Fermé depuis 2018, le bâtiment des anciens thermes de Salins-Fontaine va être transformé en centre de rééducation sportive et fonctionnelle. Un investissement, au bas mot, de 6 millions d’euros.
Propriétés de la commune de Brides-les-Bains depuis 1955, les anciens thermes de Salins-Fontaine, érigés au XIXe siècle, vont être réhabilités et transformés en centre de rééducation pour les sportifs et athlètes de haut niveau. Depuis sa fermeture en 2018, le bâtiment tombe en décrépitude, mettant à mal l’attractivité de Salins-Fontaine.
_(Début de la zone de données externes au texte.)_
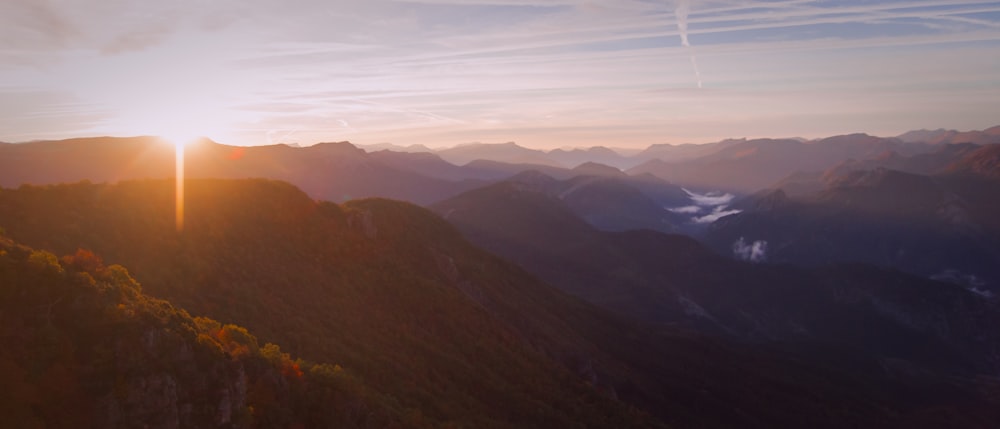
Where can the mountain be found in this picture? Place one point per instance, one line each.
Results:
(935, 226)
(84, 347)
(413, 148)
(751, 165)
(983, 162)
(670, 279)
(385, 289)
(597, 155)
(443, 333)
(940, 136)
(608, 199)
(502, 152)
(328, 171)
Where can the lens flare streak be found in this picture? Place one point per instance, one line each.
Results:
(179, 186)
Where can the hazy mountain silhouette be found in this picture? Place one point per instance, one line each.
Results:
(748, 166)
(329, 171)
(673, 279)
(927, 225)
(502, 152)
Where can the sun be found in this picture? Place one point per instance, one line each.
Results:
(179, 183)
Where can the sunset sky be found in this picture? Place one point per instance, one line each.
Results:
(541, 73)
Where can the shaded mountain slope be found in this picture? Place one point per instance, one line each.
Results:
(455, 335)
(748, 166)
(673, 279)
(941, 226)
(382, 288)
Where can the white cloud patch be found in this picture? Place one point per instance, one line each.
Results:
(716, 214)
(686, 210)
(710, 199)
(752, 252)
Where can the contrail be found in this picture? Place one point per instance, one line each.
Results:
(683, 7)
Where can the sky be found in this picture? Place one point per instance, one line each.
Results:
(544, 74)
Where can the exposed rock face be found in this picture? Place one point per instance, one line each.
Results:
(364, 222)
(161, 384)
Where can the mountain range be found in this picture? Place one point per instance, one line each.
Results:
(841, 282)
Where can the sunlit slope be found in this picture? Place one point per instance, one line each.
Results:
(394, 294)
(84, 347)
(383, 288)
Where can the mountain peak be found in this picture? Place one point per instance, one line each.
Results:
(597, 169)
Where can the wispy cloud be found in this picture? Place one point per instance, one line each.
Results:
(563, 72)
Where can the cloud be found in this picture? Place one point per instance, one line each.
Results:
(710, 199)
(718, 212)
(753, 252)
(443, 72)
(686, 209)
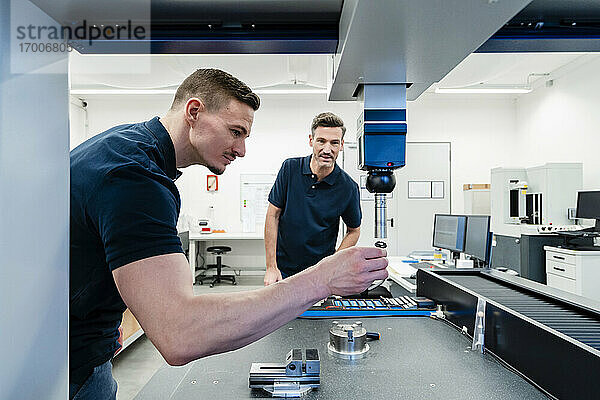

Un projet qui fait l’objet d’une réflexion poussée depuis plus d’an, avec l’aide de cabinets spécialisés.
« Nous avons pris cette décision en concertation étroite avec la commune de Salins-Fontaine, la communauté de communes Cœur de Tarentaise, l’hôpital public (en l’occurrence le Cham, centre hospitalier d’Albertville-Moûtiers) et l’agence régionale de la santé (ARS) pour répondre à la forte demande sur le territoire, où il existe peu d’infrastructures de ce type hormis le centre d’Hauteville, dans l’Ain », pointe Bruno Pideil, maire de Brides-les-Bains, qui veut en faire un pôle d’excellence, à l’image de celui de Saint-Raphaël (Var).
C’est l’architecte Emmanuel Masson qui s’est vu confier la réhabilitation de l’établissement de 1 700 m2, long de 80 mètres. « Un expert va évaluer l’état du bâtiment, qui a fait l’objet de plusieurs rénovations, les dernières datant des années 60 », précise l’élu.
Un projet pertinent
« Au-delà, ce projet d’envergure s’inscrit en tous points dans la lignée des traitements dans les domaines du sport santé et du bien-être dispensés à Brides », se réjouit-il.
Mais pas seulement. Il permettra aussi à la cité thermale de se diversifier « afin de pallier la baisse des curistes conventionnés (9 200 en 2024 au lieu de 12 500 en 2018) observée dans les deux établissements de Brides et Salins-Fontaine, exploités par la Société des eaux thermales (groupe Lebon), et de retrouver une activité normale ». Le maire met aussi en avant l’offre de soins libres dont pourra bénéficier cette nouvelle clientèle. De plus, en parallèle du centre de rééducation, le nouvel établissement devrait également abriter des cabinets de médecins privés.
Si tous les feux sont au vert – l’ARS a validé la pertinence du projet, mais l’équipe municipale attend d’un jour à l’autre la confirmation officielle –, le centre de rééducation sportive devrait être opérationnel fin 2028, après deux ans de travaux. Avec en ligne de mire les JOP 2030, « même si, se défend l’édile, le projet avait été initié bien avant ».
« Pour autant, admet-il, ces Jeux vont être un véritable booster, puisque Brides devrait accueillir les JO paralympiques, dont le village sera basé à Bozel. »
Construire un modèle économique pérenne
Selon un premier chiffrage, le montant de l’opération devrait atteindre a minima 6 M€. « Si l’hôpital public valide, le loyer versé permettra de financer en grande partie l’investissement à l’échelle de la commune », reconnaît Bruno Pideil, qui compte aussi sur les subventions du Département de la Savoie mais aussi de la Région, de l’État et de l’ARS. Une fois le projet officiellement entériné, la commune se donne six mois « pour être fin prête et définir une feuille de route dès 2026 ».
L’élu ne cache pas voir plus grand, avec notamment la construction de nouveaux logements en lien avec le centre de rééducation sportive et les JO 2030.
« Il est nécessaire de réfléchir à l’après-JO pour travailler sur le long terme. L’objectif est de construire un modèle économique pérenne », conclut Bruno Pideil.